Skaters had to trace specific shapes in the ice with their blades as part of a testing process, and someone would come out onto the ice with a magnifying glass to measure how accurate they had been down to the millimeter, according to Marlene.
She says that after signing her contract as a 17 year-old, she was given only a week to prepare before shipping out on tour. Many nights, performers were expected to put on three shows lasting into the early morning hours.
Marlene has raised a family, and spent more than five decades in sleepy Madison, which she says she loves. But those couple of years, short as they were by comparison, are something she wants to share with the world—remnants of a unique and now seemingly lost era of spectacle that filled arenas and thrilled audiences across the nation.
From her early days learning to skate, to late-night encore performances that lasted until 3 a.m., to schmoozing with celebrities and traveling the country on a specialty sleeper train, Marlene’s book The Magical Life of an Ice Folliette is something of a memoir, though it spends most of its pages on her time on the ice. Writing it was inspired by a couple of factors, she says, including connecting with old “Folliette” colleagues through social media and speaking to her grandchildren, who knew of her ice-skating prowess and history but not in detail.

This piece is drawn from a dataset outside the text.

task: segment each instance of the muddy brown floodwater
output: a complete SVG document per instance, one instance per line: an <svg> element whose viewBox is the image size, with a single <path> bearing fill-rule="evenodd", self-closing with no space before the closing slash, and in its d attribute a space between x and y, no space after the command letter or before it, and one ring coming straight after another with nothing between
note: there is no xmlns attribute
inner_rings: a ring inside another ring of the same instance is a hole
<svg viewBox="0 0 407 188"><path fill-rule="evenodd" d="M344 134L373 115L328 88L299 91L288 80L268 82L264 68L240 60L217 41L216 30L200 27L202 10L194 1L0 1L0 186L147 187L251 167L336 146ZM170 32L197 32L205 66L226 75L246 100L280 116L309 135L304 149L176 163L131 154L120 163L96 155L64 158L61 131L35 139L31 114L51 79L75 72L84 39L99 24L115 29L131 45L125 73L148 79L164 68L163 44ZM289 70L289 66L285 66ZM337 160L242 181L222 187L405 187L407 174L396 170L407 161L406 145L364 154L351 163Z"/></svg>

“I thought, ‘[My grandson] doesn’t know much about the career I had.’ We didn’t speak about it that much...so I bought a book about how to write a legacy,” she says with a laugh.
The writing process ended up being extremely arduous—not due to any lack of inspiration, motivation, or ability, but for technical reasons. Marlene says that eight separate times, drafts of her book that she typed on a computer were “scrambled” and ruined, forcing her to start from the beginning after writing as much as 60 pages.
She was finally able to finish after switching software programs and putting in more than a year of work, she says, and the book was published by Madison-based Two Ems Press, complete with dozens of photos and newspaper clippings from her time in the Ice Follies, touring aircraft carriers or dressed in wild costumes for various themed performances, including “Silent Movie Night” and “Garden in the Sky.”
The book also touches on her reason for not continuing her career after 1958- meeting a very special fan, who she had actually noticed in a crowd well before they were officially introduced.
Chuck Beckman, who was serving in the United States Navy and occasionally worked at the hockey rink in New Haven, one of the Ice Follies tour stops, says he became friends with one of Marlene’s colleagues.
He eventually traded a weekend’s use of his brand new 1957 Chevy to this friend in exchange for a friendly introduction to the girl who had been on his mind for more than a year; the rest was history.
Hearing from old friends after decades apart—people who came from all over the world to be a part of The Ice Follies and have mostly retired or turned to other pursuits—has been a special pleasure since the book was released, Marlene Beckman says. She was even able to get in touch with one of the Ice Follies’ founders, who was ecstatic to hear that someone had documented some of those special moments, as well as the spectacle of entertainment that has been somewhat lost to history.
Locally, Marlene says she has also been happy to share the book with local booksellers including R.J. Julia Booksellers in Madison and Breakwater Books in Guilford, as well as Madison’s E.C. Scranton Library.
But mostly it’s been a personal journey for Marlene, who grew emotional as she described that first day she stepped onto a train in 1956 with just a single suitcase, ready to take on the world, leaping into the special and dazzling realm of The Ice Follies.
“It was so exciting, my feet didn’t get the ground for hours,” she says. “Just talking about this—I love it so much.”